La controversia nazionale riguardava un vigile del fuoco della Repubblica Ceca che aveva diritto, nell’orario di lavoro giornaliero, a due pause per i pasti e un riposo di 30 minuti. Il vigile era tenuto a essere reperibile anche durante le pause e pronto a salire sul veicolo d’intervento entro due minuti. Tuttavia, le pause erano conteggiate nell’orario di lavoro solo se interrotte da una partenza per un intervento, mentre le altre non erano retribuite.

La Corte Ue in primo luogo si è occupata della qualificazione del periodo di pausa come orario di lavoro o come periodo di riposo, nozioni che sono proprie del diritto dell’Unione. In base alla direttiva, nell’orario di lavoro rientrano tutti i momenti in cui il lavoratore è a disposizione del datore, che deve assicurare pause ogni sei ore. Se un lavoratore, mentre è in pausa, non è sostituito da altro dipendente e se è tenuto a portare con sé un ricevitore per essere reperibile ed eventualmente interrompere la pausa per un intervento, è evidente che resta a disposizione dell’azienda.

Il periodo di guardia, in cui il lavoratore è a disposizione del datore, non è riposo, come confermato anche dalla circostanza che il dipendente doveva essere presente sul luogo di lavoro. «Tutto questo periodo - chiariscono i giudici – deve essere qualificato come orario di lavoro» in base alla direttiva.

Ma questa conclusione vale anche se il dipendente non è obbligato a rimanere sul luogo di lavoro perché, in tutti i casi in cui i vincoli imposti «siano di natura tale da pregiudicare in modo oggettivo e assai significativo la facoltà» di gestire liberamente il tempo, si è in presenza di un tempo che rientra nell’orario di lavoro.

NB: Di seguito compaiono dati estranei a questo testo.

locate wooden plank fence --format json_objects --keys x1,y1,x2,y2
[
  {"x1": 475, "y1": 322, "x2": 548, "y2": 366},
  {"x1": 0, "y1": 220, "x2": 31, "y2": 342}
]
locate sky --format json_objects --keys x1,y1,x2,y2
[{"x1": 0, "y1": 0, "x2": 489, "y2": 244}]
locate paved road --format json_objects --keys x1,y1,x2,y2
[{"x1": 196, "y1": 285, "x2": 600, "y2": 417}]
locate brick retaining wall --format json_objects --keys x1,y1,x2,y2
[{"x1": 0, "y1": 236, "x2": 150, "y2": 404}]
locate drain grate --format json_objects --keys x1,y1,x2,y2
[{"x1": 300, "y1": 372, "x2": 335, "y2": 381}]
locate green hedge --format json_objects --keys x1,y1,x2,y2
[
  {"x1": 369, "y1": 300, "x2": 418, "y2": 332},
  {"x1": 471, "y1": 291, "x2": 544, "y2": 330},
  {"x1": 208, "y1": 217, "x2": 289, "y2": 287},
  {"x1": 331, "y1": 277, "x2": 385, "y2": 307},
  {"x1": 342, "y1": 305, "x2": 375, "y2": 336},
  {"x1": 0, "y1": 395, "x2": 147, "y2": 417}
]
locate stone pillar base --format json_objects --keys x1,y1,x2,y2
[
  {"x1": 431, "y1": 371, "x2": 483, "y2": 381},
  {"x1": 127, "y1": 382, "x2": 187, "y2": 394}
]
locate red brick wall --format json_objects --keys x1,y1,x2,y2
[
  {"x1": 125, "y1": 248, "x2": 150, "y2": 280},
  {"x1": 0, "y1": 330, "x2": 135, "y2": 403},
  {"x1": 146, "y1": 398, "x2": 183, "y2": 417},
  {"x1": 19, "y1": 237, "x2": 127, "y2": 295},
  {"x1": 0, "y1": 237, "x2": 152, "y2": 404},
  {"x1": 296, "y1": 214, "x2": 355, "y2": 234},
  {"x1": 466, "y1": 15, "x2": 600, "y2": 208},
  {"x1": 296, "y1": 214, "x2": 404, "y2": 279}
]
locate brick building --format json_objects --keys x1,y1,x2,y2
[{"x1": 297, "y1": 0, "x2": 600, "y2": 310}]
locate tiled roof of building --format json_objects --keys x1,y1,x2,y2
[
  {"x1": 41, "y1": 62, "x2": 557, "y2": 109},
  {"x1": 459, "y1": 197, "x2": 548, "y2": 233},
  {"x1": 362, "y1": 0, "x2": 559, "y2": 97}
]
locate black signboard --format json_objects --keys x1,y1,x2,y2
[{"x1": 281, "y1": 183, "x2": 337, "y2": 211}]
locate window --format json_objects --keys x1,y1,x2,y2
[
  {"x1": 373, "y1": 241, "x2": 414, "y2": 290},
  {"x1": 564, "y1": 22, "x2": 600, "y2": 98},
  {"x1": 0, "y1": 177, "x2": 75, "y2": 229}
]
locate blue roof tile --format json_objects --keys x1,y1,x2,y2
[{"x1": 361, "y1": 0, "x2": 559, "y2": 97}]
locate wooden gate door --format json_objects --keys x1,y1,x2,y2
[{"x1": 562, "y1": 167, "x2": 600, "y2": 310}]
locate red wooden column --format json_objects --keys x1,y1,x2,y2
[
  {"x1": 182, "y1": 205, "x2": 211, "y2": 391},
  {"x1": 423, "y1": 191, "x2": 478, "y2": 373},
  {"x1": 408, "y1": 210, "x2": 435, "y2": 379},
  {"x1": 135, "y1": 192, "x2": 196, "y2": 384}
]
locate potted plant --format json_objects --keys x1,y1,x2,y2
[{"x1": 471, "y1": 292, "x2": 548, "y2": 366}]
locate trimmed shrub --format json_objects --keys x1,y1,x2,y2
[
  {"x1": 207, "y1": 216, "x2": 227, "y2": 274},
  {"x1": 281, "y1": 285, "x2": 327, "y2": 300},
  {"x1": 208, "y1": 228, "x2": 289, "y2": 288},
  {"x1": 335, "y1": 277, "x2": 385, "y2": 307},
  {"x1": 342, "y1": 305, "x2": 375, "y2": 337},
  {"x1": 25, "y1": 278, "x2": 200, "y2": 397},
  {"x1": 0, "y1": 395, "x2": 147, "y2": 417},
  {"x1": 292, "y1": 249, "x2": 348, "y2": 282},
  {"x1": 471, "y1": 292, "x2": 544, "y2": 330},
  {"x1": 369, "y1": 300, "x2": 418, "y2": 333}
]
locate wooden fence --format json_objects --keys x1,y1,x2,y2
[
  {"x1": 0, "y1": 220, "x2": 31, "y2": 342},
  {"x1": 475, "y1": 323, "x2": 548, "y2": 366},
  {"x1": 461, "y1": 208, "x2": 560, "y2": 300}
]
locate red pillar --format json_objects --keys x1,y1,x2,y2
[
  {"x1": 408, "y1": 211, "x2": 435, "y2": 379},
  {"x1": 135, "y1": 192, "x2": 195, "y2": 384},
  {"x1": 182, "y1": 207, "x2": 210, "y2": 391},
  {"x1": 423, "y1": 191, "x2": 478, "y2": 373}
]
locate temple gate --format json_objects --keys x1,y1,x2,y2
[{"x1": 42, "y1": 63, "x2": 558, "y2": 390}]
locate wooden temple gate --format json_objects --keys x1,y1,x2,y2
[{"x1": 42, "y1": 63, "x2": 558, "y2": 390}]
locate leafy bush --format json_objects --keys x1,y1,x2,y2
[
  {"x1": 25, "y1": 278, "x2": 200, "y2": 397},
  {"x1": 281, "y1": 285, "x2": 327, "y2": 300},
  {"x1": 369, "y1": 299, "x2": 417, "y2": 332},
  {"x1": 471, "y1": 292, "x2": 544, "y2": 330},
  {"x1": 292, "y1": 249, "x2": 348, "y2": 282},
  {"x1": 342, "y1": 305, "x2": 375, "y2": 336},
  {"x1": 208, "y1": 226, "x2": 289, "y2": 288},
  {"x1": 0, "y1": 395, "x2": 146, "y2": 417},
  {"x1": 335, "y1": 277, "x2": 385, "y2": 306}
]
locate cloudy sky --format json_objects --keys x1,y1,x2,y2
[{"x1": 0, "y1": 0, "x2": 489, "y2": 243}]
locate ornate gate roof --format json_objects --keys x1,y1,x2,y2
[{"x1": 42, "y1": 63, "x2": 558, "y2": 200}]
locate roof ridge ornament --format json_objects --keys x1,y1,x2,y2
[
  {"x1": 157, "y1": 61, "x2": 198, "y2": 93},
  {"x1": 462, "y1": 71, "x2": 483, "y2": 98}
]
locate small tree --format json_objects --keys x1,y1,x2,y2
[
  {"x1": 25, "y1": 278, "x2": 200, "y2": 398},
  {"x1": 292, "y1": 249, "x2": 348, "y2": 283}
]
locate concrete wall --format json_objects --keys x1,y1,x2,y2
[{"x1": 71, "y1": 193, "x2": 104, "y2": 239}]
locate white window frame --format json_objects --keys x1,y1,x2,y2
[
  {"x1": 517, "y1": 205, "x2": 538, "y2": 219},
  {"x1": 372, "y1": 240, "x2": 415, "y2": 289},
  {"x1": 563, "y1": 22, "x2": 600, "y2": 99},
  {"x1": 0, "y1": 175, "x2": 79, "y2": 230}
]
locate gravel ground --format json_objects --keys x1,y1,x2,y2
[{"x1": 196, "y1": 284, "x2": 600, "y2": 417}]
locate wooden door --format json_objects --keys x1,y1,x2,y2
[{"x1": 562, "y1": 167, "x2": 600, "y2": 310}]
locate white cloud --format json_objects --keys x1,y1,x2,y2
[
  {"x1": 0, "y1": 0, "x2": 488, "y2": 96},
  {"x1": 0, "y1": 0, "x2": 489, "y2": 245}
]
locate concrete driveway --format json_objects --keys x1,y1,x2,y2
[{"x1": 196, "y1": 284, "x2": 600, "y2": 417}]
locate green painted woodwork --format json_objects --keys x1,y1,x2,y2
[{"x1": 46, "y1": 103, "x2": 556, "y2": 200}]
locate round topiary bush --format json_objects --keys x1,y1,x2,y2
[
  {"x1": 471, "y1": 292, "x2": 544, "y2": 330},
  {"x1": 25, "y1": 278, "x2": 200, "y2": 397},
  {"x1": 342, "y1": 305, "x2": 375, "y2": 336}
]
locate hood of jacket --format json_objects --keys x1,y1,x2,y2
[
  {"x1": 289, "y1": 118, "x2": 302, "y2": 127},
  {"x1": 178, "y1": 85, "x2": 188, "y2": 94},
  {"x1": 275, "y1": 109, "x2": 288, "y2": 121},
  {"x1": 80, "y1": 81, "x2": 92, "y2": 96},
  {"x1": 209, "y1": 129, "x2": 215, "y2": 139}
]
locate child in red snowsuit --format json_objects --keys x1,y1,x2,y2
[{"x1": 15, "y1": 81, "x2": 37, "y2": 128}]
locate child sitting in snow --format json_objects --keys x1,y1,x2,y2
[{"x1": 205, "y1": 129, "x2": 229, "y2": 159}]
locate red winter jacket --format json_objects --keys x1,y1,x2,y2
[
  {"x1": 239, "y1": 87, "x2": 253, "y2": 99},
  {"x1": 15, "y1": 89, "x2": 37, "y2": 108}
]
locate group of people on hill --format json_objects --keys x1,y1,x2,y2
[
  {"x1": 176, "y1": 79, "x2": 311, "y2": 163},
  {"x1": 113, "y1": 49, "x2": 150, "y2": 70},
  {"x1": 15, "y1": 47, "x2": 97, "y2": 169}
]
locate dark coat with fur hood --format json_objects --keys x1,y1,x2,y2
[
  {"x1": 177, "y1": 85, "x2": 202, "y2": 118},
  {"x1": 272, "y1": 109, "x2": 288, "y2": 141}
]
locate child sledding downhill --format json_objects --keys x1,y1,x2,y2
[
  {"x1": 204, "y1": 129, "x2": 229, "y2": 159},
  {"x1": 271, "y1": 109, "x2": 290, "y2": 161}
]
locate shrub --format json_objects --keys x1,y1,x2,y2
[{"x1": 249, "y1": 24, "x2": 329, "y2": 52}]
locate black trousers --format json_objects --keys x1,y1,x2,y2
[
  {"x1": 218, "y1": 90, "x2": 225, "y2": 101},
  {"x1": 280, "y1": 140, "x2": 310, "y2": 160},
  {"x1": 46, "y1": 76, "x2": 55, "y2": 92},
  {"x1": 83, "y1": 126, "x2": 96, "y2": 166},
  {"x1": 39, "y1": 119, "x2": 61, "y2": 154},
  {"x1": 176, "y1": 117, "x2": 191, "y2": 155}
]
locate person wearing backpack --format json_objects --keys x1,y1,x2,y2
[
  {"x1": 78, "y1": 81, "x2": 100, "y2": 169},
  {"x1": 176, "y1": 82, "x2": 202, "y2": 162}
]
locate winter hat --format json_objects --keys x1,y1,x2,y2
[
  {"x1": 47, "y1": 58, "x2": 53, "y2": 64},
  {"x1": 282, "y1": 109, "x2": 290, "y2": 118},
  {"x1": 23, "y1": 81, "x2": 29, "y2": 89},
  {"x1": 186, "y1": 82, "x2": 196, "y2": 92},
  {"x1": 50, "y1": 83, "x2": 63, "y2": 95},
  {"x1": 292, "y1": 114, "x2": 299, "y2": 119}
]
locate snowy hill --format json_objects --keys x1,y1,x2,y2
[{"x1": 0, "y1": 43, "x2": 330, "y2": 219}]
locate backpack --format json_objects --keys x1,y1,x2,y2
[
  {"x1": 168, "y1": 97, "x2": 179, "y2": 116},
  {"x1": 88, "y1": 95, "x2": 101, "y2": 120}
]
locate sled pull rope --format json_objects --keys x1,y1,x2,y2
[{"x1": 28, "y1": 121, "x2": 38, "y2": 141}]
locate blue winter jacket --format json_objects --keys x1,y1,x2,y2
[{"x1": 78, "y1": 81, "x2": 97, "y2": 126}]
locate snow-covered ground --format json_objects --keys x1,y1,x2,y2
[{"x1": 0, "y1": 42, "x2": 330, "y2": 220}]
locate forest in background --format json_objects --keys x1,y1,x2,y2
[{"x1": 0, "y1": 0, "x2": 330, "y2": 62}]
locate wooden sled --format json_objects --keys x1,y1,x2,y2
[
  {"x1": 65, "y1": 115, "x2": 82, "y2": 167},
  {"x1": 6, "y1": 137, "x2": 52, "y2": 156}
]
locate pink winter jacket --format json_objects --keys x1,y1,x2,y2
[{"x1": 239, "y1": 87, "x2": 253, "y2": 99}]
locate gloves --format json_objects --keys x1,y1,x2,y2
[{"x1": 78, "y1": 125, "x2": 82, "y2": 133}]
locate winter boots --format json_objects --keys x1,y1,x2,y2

Con un’ulteriore precisazione: la circostanza che le interruzioni dei periodi di pausa siano occasionali e imprevedibili non incide sulla qualificazione di questi periodi se il termine per riprendere l’attività professionale è tale da limitare in modo significativo e oggettivo la gestione del proprio tempo. Così va interpretata la direttiva e a questo devono attenersi i giudici nazionali disapplicando il diritto interno contrastante anche nei casi in cui la Cassazione dia altre indicazioni ai giudici di merito.